Şimdi konuya biraz daha yakından bakalım; CHP, uzun süredir kendisine oy veren kitlelerin bekletisi olan Cumhuriyetin savunulması konusundaki kararsızlığı nedeniyle büyük tepki çekiyordu. Öyle anlaşılıyor ki CHP, Cumhuriyetin kurumları ve kazanımlarını savunmayı, liberal ve gerici eleştirilerin de etkisiyle statüko bekçiliği sanılmasından çekiniyordu. Başka bir ifadeyle, Cumhuriyetin değerlerini savunmayı, -ki laiklik bu değerlerin başında geliyor- devletin sicilindeki bütün kötülüklerin sorumluluğunu üstlenmek gibi anlaşılmasından korkuyordu. Oysa temelsiz ve mantık dışı bu anlayış; CHP’nin elini ve aklını bağlıyordu.
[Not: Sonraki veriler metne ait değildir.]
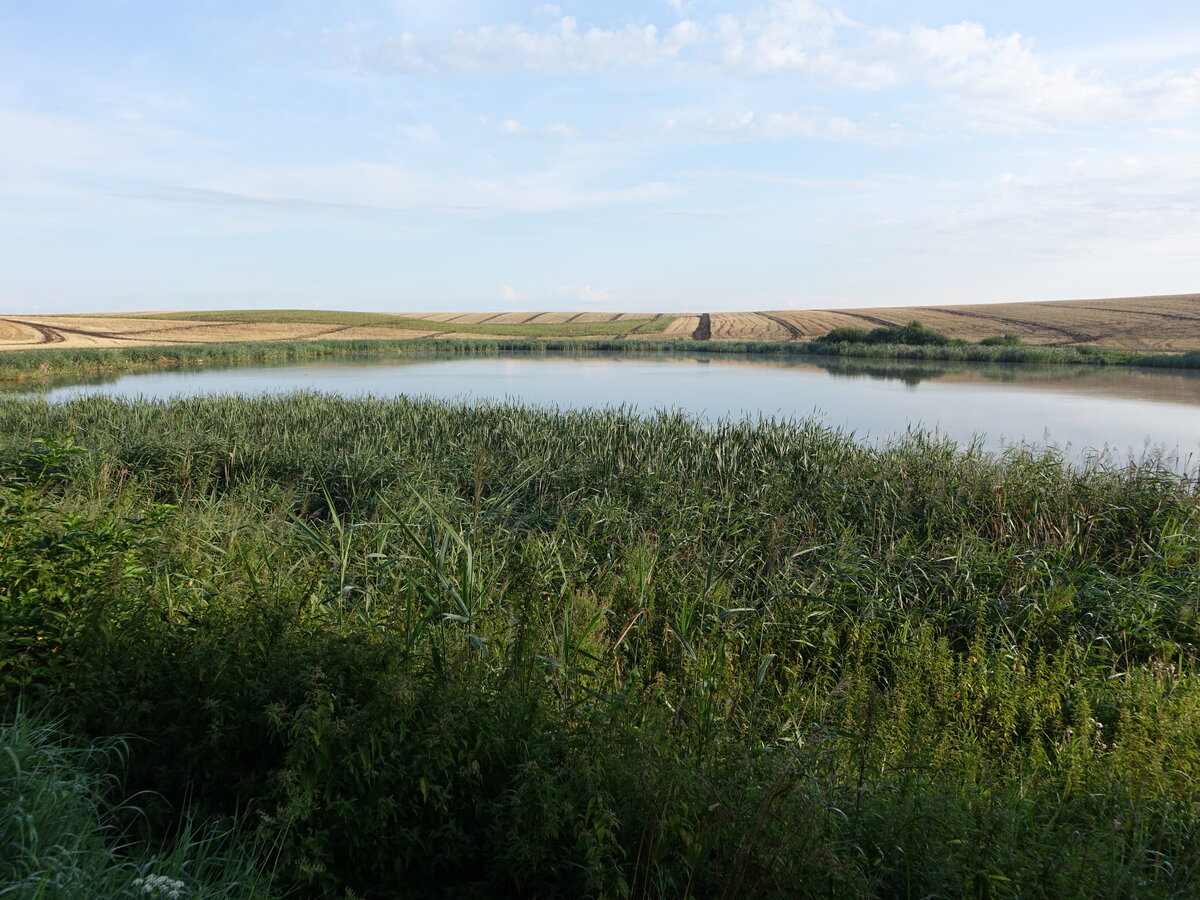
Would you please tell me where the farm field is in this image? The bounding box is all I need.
[0,294,1200,353]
CHP’nin olağan dönemlere özgü bir tutumla siyaset yapmayı sürdürme ısrarı, onun en büyük zaafını oluşturdu. Son yıllarda kara propaganda, iftira, sahtekarlık ve hile iddialarının gölgesinde geçen ve adil koşullarda yapılmayan seçimlerde, halkın iradesine sahip çıkamadı. Teslimiyetçi bir çizgi izledi.
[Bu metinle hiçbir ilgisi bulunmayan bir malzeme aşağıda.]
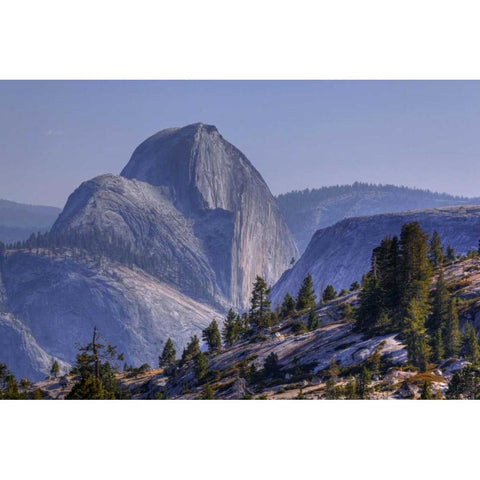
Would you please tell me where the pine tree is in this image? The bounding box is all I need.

HALKÇILIK VE DEVRİMCİLİK AYIP MI?

Bir siyasal parti ya da hareketin etkili, kalıcı ve sonuç alıcı olmasının, hatta varlık nedeninin ilk koşulu rakiplerinden siyasal, ideolojik, felsefi, sınıfsal ve kültürel farkını açık ve belirgin şekilde ortaya koymasıdır. CHP ise son yıllarda tam tersine bir yol izledi. Öyle ki İslamcılar kadar Müslüman, milliyetçiler kadar milliyetçi, neo-liberaller kadar piyasacı, ikinci Cumhuriyetçiler ve “yetmez ama evetçiler” kadar “statüko karşıtı” olduğunu kanıtlamaya çalıştı. Bu sonuçsuz, rakibini doğrulayan ve güçlendiren tutum, partinin ideolojik iflasını hazırladı.

Dünyada neo-liberal dalganın geri çekildiği, sol ve sosyal demokrat partilerde kamucu politikaların yeniden öne çıktığı koşullarda CHP, yukarıda ifade ettiğim tutumunda ısrar ettiği sürece kendisini ideolojik ve siyasal bakımdan yenileme fırsatını da kaçırma tehlikesi ile yüz yüze kalıyor. Oysa kamuculuk, halkçılık, yurtseverlik ve laisizm ayıp olmadığı gibi, ilerici ve sol bir parti olmanın da amentüsü gibidir.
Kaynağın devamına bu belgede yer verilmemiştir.